While reviewing what is needed to migrate Archiva to Buster, I noticed the following:

elukey@archiva1001:~$ df -h
Filesystem      Size  Used Avail Use% Mounted on
/dev/vdb1        98G   85G  8.4G  92% /var/lib/archiva
elukey@archiva1001:/var/lib/archiva/repositories$ sudo du -hs *
68K	internal
16G	mirrored
665M	python
34G	releases
34G	snapshots

elukey@archiva1001:/var/lib/archiva/repositories$ sudo du -hs * releases/
68K	internal
16G	mirrored
665M	python
34G	releases
34G	snapshots

elukey@archiva1001:/var/lib/archiva/repositories$ sudo du -hs * snapshots/
68K	internal
16G	mirrored
665M	python
34G	releases
34G	snapshots

Config for Releases:


Config for Snapshots:

Given something like the timestamp below, the config is not really purging anything:

elukey@archiva1001:/var/lib/archiva/repositories/snapshots$ ls -ld ./org/wikimedia/analytics/refinery/job/refinery-job/0.0.14-SNAPSHOT
drwxr-xr-x 2 archiva archiva 4096 Jun 18  2015 ./org/wikimedia/analytics/refinery/job/refinery-job/0.0.14-SNAPSHOT

https://archiva.apache.org/docs/2.2.4/adminguide/repositories.html

I have limited understanding of Archiva but what I'd do is something like the following:

  • set retention days to 0 to disable it (and rely only on the option below)
  • set retention count to something like 3/5
  • test enabling the "delete released snapshot" button to see if any clean up is triggered

Thoughts?

Event Timeline

elukey created this task.Jun 9 2020, 8:34 AM

Sounds good!

Mentioned in SAL (#wikimedia-operations) [2020-06-09T14:00:53Z] <elukey> update release repository's settings on Archiva - T254849

elukey added a comment.EditedJun 9 2020, 3:23 PM

Enabled the repository-purge consumer in the "Repository Scanning" tab, from the documentation it should help in purging data. For some reason I can kick off a manual run of the artifacts scanning, will wait for the hourly one.
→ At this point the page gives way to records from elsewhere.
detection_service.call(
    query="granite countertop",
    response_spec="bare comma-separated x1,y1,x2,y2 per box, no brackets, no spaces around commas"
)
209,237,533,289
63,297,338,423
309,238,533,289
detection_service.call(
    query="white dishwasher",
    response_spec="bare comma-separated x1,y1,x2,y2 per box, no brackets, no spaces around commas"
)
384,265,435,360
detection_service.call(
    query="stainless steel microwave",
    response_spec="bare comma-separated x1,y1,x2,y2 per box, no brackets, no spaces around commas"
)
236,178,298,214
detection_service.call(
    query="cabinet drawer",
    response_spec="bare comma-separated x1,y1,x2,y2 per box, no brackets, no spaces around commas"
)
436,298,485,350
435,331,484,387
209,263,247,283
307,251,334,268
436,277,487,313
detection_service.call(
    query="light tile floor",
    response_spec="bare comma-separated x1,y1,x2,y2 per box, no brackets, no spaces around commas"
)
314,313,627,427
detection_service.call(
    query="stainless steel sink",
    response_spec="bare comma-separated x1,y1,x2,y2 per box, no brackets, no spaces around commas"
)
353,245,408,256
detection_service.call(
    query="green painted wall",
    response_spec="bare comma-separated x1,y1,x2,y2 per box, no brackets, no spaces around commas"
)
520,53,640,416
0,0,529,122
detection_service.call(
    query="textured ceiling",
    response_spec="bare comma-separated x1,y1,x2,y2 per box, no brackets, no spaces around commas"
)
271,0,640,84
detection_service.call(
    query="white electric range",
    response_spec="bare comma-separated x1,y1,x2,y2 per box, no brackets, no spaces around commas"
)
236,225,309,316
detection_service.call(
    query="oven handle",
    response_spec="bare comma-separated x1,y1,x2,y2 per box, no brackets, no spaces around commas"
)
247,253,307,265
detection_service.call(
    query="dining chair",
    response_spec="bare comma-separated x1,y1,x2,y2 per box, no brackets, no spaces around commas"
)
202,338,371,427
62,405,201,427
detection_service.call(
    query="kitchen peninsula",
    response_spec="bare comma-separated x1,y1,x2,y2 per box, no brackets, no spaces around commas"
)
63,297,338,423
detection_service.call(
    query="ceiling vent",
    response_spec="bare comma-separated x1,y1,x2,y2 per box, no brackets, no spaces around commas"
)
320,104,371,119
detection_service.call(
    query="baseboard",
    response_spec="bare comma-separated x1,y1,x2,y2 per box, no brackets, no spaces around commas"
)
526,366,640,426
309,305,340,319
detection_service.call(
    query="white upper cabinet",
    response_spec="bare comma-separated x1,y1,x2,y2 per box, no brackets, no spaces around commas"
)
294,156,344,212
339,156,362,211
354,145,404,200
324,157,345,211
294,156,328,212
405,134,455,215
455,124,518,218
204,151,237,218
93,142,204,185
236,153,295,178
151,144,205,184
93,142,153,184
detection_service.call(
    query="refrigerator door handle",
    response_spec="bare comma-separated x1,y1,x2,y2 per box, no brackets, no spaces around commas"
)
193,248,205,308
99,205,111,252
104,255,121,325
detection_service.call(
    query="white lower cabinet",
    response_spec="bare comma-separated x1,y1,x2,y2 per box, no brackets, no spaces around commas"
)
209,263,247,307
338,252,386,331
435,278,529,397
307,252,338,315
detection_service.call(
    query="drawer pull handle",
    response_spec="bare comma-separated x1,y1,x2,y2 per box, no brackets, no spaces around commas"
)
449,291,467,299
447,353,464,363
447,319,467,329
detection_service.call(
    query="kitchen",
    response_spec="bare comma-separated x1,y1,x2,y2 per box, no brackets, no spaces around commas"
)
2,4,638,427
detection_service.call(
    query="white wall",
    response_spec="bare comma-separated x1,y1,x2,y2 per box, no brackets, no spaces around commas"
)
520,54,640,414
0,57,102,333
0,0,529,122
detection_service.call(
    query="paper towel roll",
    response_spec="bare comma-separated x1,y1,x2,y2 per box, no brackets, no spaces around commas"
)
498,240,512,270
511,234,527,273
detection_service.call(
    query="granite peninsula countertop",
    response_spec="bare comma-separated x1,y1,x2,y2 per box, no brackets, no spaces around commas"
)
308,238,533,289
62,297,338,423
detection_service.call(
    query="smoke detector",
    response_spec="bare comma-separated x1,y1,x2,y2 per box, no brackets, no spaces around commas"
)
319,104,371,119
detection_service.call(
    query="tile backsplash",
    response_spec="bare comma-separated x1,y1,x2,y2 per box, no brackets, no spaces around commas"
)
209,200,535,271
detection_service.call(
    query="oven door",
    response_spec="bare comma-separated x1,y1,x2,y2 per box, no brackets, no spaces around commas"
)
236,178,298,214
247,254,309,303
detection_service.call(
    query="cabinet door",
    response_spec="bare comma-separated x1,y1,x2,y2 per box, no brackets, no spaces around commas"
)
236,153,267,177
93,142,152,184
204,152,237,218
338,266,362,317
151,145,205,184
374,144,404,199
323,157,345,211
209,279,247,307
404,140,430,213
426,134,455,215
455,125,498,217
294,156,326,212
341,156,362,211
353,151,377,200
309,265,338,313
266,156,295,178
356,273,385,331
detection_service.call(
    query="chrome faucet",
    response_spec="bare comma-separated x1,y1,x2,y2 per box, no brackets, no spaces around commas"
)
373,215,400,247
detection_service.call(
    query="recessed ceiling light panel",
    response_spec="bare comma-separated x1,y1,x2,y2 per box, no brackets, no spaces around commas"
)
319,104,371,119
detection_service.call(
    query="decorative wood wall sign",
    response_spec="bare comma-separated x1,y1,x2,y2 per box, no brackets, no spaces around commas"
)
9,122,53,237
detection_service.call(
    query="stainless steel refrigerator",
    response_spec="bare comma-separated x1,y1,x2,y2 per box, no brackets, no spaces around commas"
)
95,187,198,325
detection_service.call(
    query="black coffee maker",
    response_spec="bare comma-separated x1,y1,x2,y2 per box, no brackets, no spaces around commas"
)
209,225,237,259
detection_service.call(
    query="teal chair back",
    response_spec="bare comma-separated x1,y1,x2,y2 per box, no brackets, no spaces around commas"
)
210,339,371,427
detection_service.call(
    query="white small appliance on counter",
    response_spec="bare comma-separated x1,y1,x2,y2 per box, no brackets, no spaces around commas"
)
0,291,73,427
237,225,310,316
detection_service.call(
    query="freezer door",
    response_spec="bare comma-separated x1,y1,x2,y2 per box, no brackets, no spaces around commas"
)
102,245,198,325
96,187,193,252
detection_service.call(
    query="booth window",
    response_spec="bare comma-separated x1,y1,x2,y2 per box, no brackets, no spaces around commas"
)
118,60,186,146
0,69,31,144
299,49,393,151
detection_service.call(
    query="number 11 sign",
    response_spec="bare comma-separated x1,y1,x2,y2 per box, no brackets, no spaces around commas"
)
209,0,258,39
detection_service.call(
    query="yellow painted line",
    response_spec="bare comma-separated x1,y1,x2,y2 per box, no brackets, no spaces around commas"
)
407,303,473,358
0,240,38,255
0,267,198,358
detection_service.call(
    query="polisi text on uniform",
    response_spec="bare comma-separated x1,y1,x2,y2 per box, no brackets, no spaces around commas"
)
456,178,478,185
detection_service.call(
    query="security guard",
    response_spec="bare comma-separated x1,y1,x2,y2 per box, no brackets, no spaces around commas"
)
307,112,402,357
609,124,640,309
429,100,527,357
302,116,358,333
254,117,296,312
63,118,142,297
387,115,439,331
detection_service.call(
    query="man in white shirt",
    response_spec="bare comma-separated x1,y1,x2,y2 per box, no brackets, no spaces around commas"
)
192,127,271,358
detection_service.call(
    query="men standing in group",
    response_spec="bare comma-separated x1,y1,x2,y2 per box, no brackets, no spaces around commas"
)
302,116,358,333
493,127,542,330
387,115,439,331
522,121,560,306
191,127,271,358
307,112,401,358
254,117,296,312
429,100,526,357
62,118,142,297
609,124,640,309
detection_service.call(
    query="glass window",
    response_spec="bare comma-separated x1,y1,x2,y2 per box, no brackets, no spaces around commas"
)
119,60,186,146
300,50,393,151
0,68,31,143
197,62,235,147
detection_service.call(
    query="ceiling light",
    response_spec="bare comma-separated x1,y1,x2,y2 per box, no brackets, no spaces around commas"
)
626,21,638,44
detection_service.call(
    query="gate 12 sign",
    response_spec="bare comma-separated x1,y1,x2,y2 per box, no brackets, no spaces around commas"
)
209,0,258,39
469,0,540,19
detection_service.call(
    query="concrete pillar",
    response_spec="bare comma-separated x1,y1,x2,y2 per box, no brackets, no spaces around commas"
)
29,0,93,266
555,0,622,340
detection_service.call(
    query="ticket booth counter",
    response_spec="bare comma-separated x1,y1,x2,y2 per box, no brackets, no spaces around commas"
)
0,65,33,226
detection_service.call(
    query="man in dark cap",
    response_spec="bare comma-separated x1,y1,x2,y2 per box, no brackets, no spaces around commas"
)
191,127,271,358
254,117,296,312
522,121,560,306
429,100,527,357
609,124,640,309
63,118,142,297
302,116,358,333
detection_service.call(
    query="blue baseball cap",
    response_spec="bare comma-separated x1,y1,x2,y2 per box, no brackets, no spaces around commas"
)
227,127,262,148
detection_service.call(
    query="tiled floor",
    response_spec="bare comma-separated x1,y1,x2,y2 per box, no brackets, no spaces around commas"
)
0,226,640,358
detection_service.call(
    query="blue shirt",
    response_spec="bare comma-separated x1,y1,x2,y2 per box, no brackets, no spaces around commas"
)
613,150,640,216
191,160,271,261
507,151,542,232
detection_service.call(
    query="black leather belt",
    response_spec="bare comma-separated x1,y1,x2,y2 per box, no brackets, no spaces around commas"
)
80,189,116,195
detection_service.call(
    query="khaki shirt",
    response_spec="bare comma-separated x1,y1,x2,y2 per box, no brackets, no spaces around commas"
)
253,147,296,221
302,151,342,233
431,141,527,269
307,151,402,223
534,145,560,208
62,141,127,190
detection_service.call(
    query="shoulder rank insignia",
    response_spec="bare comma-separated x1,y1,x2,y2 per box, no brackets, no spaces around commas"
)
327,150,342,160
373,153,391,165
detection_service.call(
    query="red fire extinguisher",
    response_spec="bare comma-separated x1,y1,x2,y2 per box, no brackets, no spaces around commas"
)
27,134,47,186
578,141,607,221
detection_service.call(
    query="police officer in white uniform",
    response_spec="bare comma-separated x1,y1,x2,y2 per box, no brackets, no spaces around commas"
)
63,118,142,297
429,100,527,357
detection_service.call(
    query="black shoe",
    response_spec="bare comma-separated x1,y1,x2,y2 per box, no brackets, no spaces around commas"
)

elukey added a comment.Jun 9 2020, 5:21 PM

Better but I still see a lot of old files:

elukey@archiva1001:/var/lib/archiva/repositories$ sudo du -hs *
68K	internal
16G	mirrored
665M	python
34G	releases
9.1G	snapshots
elukey closed this task as Resolved.Jun 10 2020, 8:41 AM
elukey claimed this task.

While reading the documentation I discovered that snapshot artifacts are the ones easily deletable via settings, but released ones seem to be droppable only by manual click in the UI. I dropped refinery jars older than version 1.115 and got down to ~55G of usage:

elukey@archiva1001:/var/lib/archiva/repositories$ du -hsc * | sort -h
68K	internal
665M	python
7.4G	snapshots
16G	mirrored
21G	releases
44G	total

Not going to spend more time on this, looks good for the moment.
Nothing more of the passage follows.